In spate for four months, the Saryu river has affected 88 villages in Barabanki, Uttar Pradesh

With no help forthcoming, local residents are bringing down their own houses so they can salvage construction material.

Virendra Singh
| Updated: September 30th, 2020

Barabanki (Uttar Pradesh)

The Saryu river has been in spate for four months now, and the resultant floods have affected about 88 villages in Uttar Pradesh’s Barabanki district. Seven people have died in three tehsils —  Ramnagar, Ramsanheghat and Sirauligauspur. Sixty families have lost their houses to the raging waters and the villagers continue to suffer immense hardship.
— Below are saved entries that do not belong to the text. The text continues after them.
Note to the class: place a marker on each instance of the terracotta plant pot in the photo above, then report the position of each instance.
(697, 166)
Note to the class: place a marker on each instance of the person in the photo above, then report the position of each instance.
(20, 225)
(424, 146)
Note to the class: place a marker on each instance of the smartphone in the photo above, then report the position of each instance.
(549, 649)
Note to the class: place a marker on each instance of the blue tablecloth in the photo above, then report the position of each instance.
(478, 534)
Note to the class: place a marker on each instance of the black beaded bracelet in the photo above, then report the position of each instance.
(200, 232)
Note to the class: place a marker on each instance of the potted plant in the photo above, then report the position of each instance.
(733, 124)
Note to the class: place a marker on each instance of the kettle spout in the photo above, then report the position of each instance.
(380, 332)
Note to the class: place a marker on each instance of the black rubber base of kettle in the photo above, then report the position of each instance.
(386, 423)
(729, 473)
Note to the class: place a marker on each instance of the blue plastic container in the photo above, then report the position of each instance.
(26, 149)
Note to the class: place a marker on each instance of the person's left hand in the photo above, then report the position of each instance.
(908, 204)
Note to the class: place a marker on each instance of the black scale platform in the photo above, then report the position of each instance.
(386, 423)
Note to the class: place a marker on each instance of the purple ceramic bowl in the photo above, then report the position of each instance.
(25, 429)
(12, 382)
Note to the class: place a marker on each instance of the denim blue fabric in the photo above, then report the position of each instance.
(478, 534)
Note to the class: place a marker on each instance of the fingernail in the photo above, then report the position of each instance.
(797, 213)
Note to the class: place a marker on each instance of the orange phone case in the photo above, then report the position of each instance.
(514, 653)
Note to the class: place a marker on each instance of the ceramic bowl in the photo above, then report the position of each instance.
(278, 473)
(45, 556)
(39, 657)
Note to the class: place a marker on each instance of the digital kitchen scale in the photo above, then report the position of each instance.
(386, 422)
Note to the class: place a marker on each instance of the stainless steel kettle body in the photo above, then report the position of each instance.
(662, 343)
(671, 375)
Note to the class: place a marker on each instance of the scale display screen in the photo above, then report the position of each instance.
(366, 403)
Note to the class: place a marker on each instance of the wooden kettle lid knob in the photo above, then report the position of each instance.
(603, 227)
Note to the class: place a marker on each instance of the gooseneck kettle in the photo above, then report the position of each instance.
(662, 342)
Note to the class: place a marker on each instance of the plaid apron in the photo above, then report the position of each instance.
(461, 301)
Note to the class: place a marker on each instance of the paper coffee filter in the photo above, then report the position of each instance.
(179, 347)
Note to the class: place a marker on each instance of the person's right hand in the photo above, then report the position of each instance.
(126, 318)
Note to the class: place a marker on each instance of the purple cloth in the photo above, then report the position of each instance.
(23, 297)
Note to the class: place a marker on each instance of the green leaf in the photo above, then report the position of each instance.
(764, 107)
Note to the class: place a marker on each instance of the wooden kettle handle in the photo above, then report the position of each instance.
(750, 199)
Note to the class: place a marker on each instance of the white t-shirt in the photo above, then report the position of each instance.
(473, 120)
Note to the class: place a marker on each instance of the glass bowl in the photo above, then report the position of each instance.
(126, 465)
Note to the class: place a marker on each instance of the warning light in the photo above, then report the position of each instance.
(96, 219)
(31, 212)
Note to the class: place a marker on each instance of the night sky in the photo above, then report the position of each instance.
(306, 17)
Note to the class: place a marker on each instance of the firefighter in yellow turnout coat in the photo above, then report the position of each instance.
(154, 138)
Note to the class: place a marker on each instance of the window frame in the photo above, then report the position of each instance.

The river has already swept away around 15 houses in Tilwari village of Sirauligauspur tehsil of Barabanki district, 30 kilometres (km) from Uttar Pradesh capital Lucknow. The village has a population of just 500 people. “House after house is giving way, and people are breaking down their damaged houses so that they can retrieve bricks and wooden beams before they are consumed by water,” 40-year-old villager Mamata Singh told Gaon Connection. “No one seems to be bothered about us. Everyone is talking about an actress’ house being demolished in Maharashtra,” she added.

“Our fields were already flooded by the river and now even our house is about to be lost to the Saryu river. The government has not made any arrangement to settle us in a safer place. No one is listening to us,” she complained.

As per data provided by the Barabanki district administration, about 3,400 hectares of agricultural land across 52 villages and about 62,000 people have been affected by the Saryu river, which continues to remain flooded. 

“Numerous officials visited us, looked around and went, but there’s no respite,” 65-year-old Surya Lal of Tilwari village told Gaon Connection. “The floods have abated a bit, but the river is gradually eroding our village.”

As many as 16,300 cattle have been displaced by the floods in Barabanki, and all the connecting paths to these villages, including Tilwari, have gone under water. “The Saryu river has started eroding the land at Tilwari and it has been reported to the flood block officer,” Chhattrapal Singh Chauhan, SDM Sirauligauspur, told Gaon Connection. “Work has begun to stop the erosion and efforts are on to provide help to those affected by the flood,” he added.